Nonsteroidal anti-inflammatory drugs (NSAIDS) relieve pain and inflammation and include OTC formulations (ibuprofen, ketoprofen, and naproxen sodium). Several others, including a type of NSAID called COX-2 inhibitors, are available only by prescription. Long-term use of NSAIDs has been associated with stomach irritation, ulcers, heartburn, diarrhea, fluid retention, and in rare cases, kidney dysfunction and cardiovascular disease. The longer a person uses NSAIDs the more likely they are to develop side effects. Many other drugs cannot be taken at the same time a person is treated with NSAIDs because they alter the way the body processes or eliminates other medications.
Anticonvulsants—drugs primarily used to treat seizures—may be useful in treating people with radiculopathy and radicular pain.
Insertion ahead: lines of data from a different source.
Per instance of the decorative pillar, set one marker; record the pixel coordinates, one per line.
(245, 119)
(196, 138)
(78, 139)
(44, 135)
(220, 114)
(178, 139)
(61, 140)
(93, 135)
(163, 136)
Antidepressants such as tricyclics and serotonin and norepinephrine reuptake inhibitors have been commonly prescribed for chronic low back pain, but their benefit for nonspecific low back pain is unproven, according to a review of studies assessing their benefit.
Counter-irritants such as creams or sprays applied topically stimulate the nerves in the skin to provide feelings of warmth or cold in order to dull the sensation of pain. Topical analgesics reduce inflammation and stimulate blood flow.
Cannabis
Medical cannabis is becoming an acceptable treatment modality in medicine, especially for pain relief. Concurrently, cannabis use is becoming more prevalent worldwide, a public demand-driven trend despite the lack of established scientific basis. This observational open-label study sought to investigate the effectiveness of cannabis therapy for alleviating low back pain symptoms.
Methods: Two types of cannabis treatment modalities were sequentially administered to chronic low back pain patients. After an initial 1-month washout period (WO1), the first modality was cannabidiol (CBD)-rich sublingual extract treatment administered for 10 months. Following another washout period, the second modality, Δ9-tetrahydrocannabinol (THC)-rich smoked inflorescence (whole dried cannabis flowers) was administered for 12 months.
Results: Enrolled in the study were 24 patients whose advanced imaging studies (i.e. computerized tomography or magnetic resonance imaging of the lumbar spine) revealed disc herniation or spinal stenosis. Three patients dropped out of extract therapy treatment but resumed study participation to receive THC-rich smoking therapy. After a minimum of 2 years, cannabis therapy had reduced lower back pain symptoms, as assessed by Oswestry Disability Index, the SF-12 patient-reported outcome questionnaire, and the visual analogue scale. Pain reduction was not significant during the extract treatment part of the study; however, pain reduction was significant during the inhaled therapy part of the study.
Conclusions: Our findings indicate that inhaled THC-rich therapy is more effective than CBD-rich sublingual extract therapy for treating low back pain and that cannabis therapy is safe and effective for chronic low back pain 6).